Forget about the theory for a second, in metal analysing the notes/chords is almost pointless due how chromatics and non diatonic notes are used. Listen to the song, and if you can hear a note that you want to land on, that's your key. Play a riff, then play your open E, chances are it sounds like the best note to land on, bam, you've got your key. Take Metallica for example, 90% of their songs are in Eminor, and when they're not, it's probably because of their tuning.

This is all a generalisation of course, prog metal usually features a lot of modulation (change in key), classic metal bands use lots of different keys (crazy train is in F#minor and Amajor), and a lot of extreme genres like grindcore will usually ignore key. Basically, use your ears, don't rely on some tool to find the key for you, just play along with the song and whatever note sounds like home, that's your key.

And don't worry about listening to mainly metal, this is a metal site for the most part, afterall.
#3
Key is all about tonic. Tonic is your home note, and you should be able to find it by ear - that's really the only way to be sure about the key. As said above, many times metal riffs use pedal notes (usually chugging on the low E string or whatever your lowest string is). If the riff is like this, you can be almost sure that that's also your key.

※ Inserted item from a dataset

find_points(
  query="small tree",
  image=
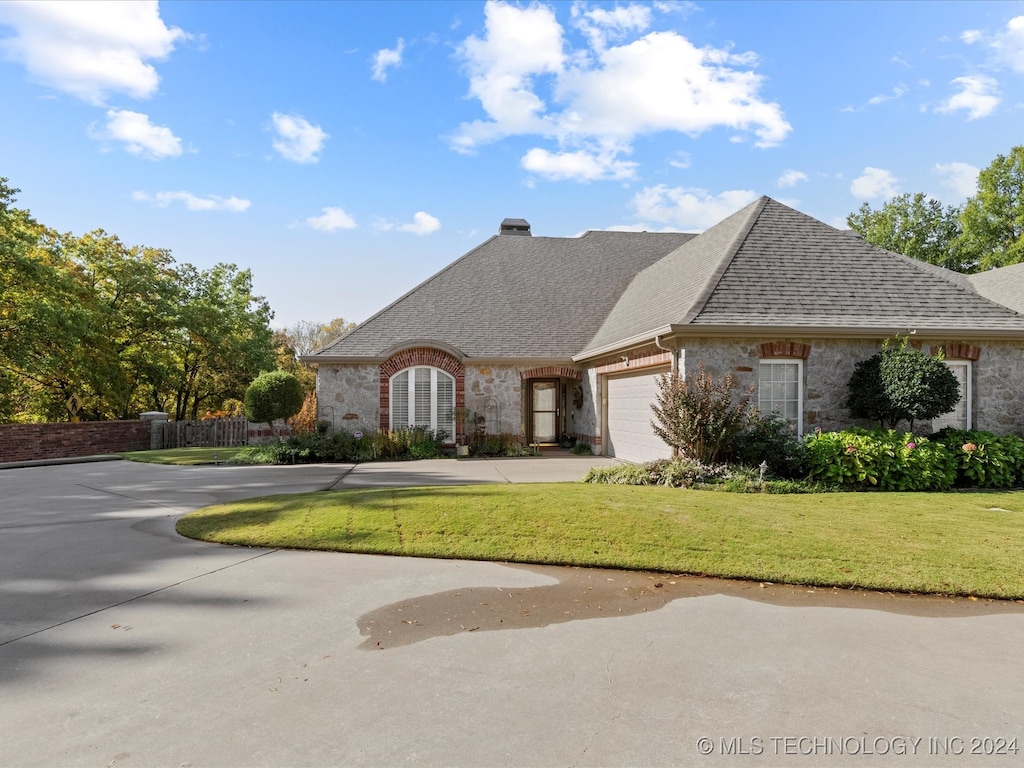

But yeah, learn to hear the tonic.
Quote by AlanHB
Just remember that there are no boring scales, just boring players.

Gear

Bach Stradivarius 37G
Charvel So Cal
Fender Dimension Bass
Hartke HyDrive 210c
Ibanez BL70
Laney VC30
Tokai TB48
Yamaha FG720S-12
Yamaha P115
#4
Quote by brian.c.baugus
Hey guys.

I'm having a hard time getting down the concept of figuring out the keys to songs, and then picking out a scale.

I hate to be *that guy* but I mainly just listen to metal, and very rarely are there any real chord progressions. Its mainly just a lot of fast single note picking, and open palm muting.

I recently bought a fretlight guitar (basically just a guitar with a led neck that you can plug into the computer, pick a scale, and every note in that scale lights up) to just mess around on and try to improv over some backing tracks.

I guess what I'm asking is, what is the easiest way for me to figure out which scale I should load up in the fretlight when listening to a song to improv over it? When it comes to country/pop/rock its easy to find the chords, thus getting the key.

Any help or just general pointers would be greatly appreciated. Thanks!
Listening for the tonic is where to start.
In the kind of music you're talking about (riff-based metal, with rudimentary chord progressions if any), it will almost certainly be the starting note, and the note that "feels lke home" throughout - because riffs will very likely start and end on it, keep returning to it.

Then it's a matter of hunting around the (narrow) set of choices of what scale might be built from that keynote. Minor pentatonic would be a classic choice, but be prepared for something like phrygian or harmonic minor.
Best thing really is to go note by note, and don't jump to any conclusions. I would use a slowdowner to be sure. (You may find it's not a preset scale you can just load into the fretlight; does it allow editing of scales, or programming your own?)

In one sense, key (tonal centre) doesn't matter because you only need to work out the notes (one by one if necessary); but hearing a tonal centre is usually a good guide, a place to start from. (And end on of course).